GEORG SCHALLERMAIR:   

Schallermair, a Battalion Sergeant Major, was charged with being jointly responsible for holding back food supplies which caused many inmates to die by starvation and disease between 1944-5. He was also accused of personally beating many prisoners to death and went beyond expectations with his cruelty. One inmate accused him of supervising the removal of the gold from the teeth of deceased prisoners. Schallermair was arrested and charged with war crimes and sentenced to death by hanging.

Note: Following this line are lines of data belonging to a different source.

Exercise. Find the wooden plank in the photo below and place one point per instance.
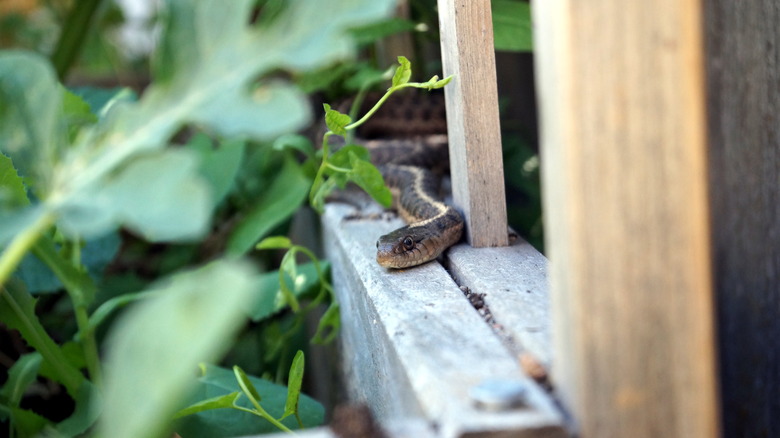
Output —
(514, 282)
(472, 119)
(413, 346)
(743, 76)
(621, 91)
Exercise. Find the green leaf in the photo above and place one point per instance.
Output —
(88, 407)
(218, 381)
(403, 72)
(76, 112)
(218, 166)
(274, 242)
(17, 311)
(294, 141)
(329, 325)
(246, 384)
(294, 382)
(288, 267)
(270, 299)
(336, 121)
(280, 201)
(373, 32)
(31, 128)
(368, 177)
(12, 190)
(27, 423)
(154, 347)
(512, 28)
(159, 195)
(218, 402)
(21, 374)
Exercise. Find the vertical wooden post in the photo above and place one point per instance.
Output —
(621, 91)
(743, 78)
(474, 132)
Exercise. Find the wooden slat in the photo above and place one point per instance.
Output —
(413, 347)
(621, 91)
(743, 77)
(472, 119)
(513, 280)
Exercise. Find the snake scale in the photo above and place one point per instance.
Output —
(407, 144)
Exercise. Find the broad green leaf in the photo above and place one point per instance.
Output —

The judges of the War Crimes Group reviewed his crimes but confirmed the death sentence, saying:

The evidence clearly demonstrates the fact that the accused, as an SS chief lieutenant and rapporteur in Muhldorp secondary camp, was involved in the mass crimes related to the Dachau concentration camp. It is also clear that the defendant personally abused and beat numerous inmates, many of who died of these brutal beatings. The evidence justifies the sentence.

Photo: U S Army.

HANS HERMANN THEODOR SCHMIDT:   Schmidt joined the Nazi party and the SS in 1932. He later joined the Waffen SS, the armed wing of the Schutzstaffel (SS or Protective Squadron) and served as the deputy commander of the SS at Buchenwald concentration camp  where more than 250 000 people from all over Europe were held between 1937 and 1945. It is believed more than 56 000 prisoners died in the camp, many through starvation. The death rate during the final months before liberation rose to 5 000 prisoner per month. After the war, at the Nuremberg trials, the Waffen-SS was condemned as a criminal organisation because of its ties with the Nazi Party. Schmidt was charged because of his role in managing and monitoring all executions between 1942 and 1945. He was found guilty and sentenced to death.

He was hanged in Landsberg Prison on August 14, 1947. Photo: U S Army.